Mark Walker with Paiste Twenty Custom cymbals

The new Zildjian stuff is impressive. I really feel that for a while there, a few years ago, Zildjian had lost their way and I really didn't like most of the cymbals they offered. The cymbals they are making today have that old Z mojo back. I played around with the Rides more than anything else. They brought an impressive selection, especially some of the new Ks and K prototypes. The K symphonic Jon Christensen ride was heavy and dryer, but still very musical. The K Dark Complex was just that: dark, with complex overtones. Very beautiful and musical.

A selection of Zildjian Rides


Sabian had some interesting prototypes that sounded great. One of the best sounding cymbals I've ever heard was the Artisan Symphonic Suspended cymbal. The sound was dark and full, but not so dark it would get lost in the music.

SABIAN Artisan Symphonic Suspended cymbal

I was also intrigued by a prototype that had very wide lathing. The sound was clean and dry.

SABIAN Prototype Ride

Dream keeps getting better every time I hear them. Their cymbals lines really capture all the different sounds. Their Gongs are excellent. I wanted the tuned Gongs they brought for some of the Cage concerts.

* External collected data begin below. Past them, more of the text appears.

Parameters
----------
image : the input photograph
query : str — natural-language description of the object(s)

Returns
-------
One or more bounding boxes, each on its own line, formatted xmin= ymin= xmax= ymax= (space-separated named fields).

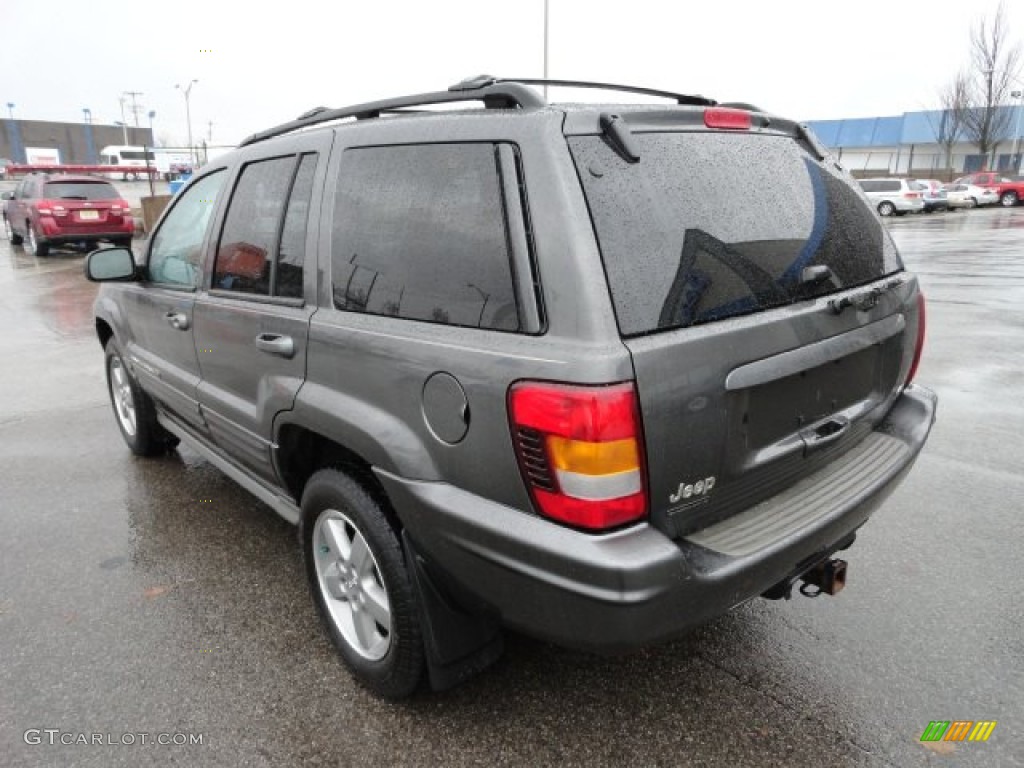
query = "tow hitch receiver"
xmin=798 ymin=558 xmax=848 ymax=597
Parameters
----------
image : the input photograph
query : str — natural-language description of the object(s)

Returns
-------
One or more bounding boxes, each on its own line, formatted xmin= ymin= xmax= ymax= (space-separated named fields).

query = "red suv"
xmin=2 ymin=173 xmax=134 ymax=257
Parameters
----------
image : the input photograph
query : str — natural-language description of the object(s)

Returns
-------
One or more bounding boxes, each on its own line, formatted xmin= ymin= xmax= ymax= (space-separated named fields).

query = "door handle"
xmin=801 ymin=416 xmax=850 ymax=456
xmin=165 ymin=311 xmax=190 ymax=331
xmin=254 ymin=333 xmax=295 ymax=358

UFIP was there with some very musical cymbals. Their rotocasting process really does create a very different cymbal. By casting the cymbal into shape, bell and all, it's a lot like casting a bell. Their cymbals actually sound tuned. The Natural Series especially has a tuned quality. You could play down through the different sizes and really notice a controlled pitch for each one.

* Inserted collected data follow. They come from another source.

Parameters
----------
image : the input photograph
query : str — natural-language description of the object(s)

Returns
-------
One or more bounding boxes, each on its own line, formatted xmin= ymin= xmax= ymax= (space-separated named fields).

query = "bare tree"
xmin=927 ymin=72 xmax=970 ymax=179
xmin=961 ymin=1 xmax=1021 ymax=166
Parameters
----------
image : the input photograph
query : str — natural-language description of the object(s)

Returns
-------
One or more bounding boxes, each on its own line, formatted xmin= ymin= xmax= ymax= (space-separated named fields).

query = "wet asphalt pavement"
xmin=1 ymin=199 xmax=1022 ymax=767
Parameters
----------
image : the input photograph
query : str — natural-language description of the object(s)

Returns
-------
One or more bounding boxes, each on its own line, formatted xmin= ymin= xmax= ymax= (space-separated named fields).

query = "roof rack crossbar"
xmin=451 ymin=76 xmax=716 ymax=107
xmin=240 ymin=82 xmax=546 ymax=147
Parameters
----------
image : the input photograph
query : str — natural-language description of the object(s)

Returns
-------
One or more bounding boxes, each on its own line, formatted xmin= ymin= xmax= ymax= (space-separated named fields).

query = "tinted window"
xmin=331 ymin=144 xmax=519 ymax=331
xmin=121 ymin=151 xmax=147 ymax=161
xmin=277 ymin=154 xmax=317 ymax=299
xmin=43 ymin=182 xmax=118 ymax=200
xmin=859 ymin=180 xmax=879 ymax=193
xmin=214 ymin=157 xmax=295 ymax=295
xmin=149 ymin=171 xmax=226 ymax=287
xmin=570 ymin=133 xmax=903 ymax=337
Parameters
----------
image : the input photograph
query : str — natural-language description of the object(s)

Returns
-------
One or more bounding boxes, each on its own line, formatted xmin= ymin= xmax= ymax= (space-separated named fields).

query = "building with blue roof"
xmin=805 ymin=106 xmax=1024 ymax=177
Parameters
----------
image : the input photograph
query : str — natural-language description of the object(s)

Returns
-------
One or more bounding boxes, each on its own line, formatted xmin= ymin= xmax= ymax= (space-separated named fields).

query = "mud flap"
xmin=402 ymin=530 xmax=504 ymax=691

Matt Nolan had great stuff as usual. If you are not familiar with him, he's a one-man cymbal & Gong company from Bath, England. He uses all different types of metal, including stainless steel, and produces some visually striking instruments. His Gongs include standard Chinese style, and some fantastic shapes, like bat/dragon wings. Matt also brought along a wide variety of his unique hand forged triangles, and apparently he sold everyone of them!

Matt Nolan winged Gong

Fantastic 29" Gong

Visually Stunning Hi-hats

I was really impressed with a few things at Istanbul Mehmet. They had some wonderful rides—while the El Negro series wasn't my cup of tea, the Nostalgia rides were sweet! The 50's Ride & 70's Ride did a great job of recreating the sounds of those eras. They felt/sounded like I was playing old cymbals. I could easily gig with those. I was also impressed with the new Carmine Appice series. As expected, these were heavier rock cymbals, but they were also musical sounding. The ride had great stick definition, with nice body underneath. The China was cutting, yet trashy.

It's funny, while walking around the exhibits and talking to people, I thought I took more photos than I actually did. It was easy to just get caught up in things and forget to grab some photos.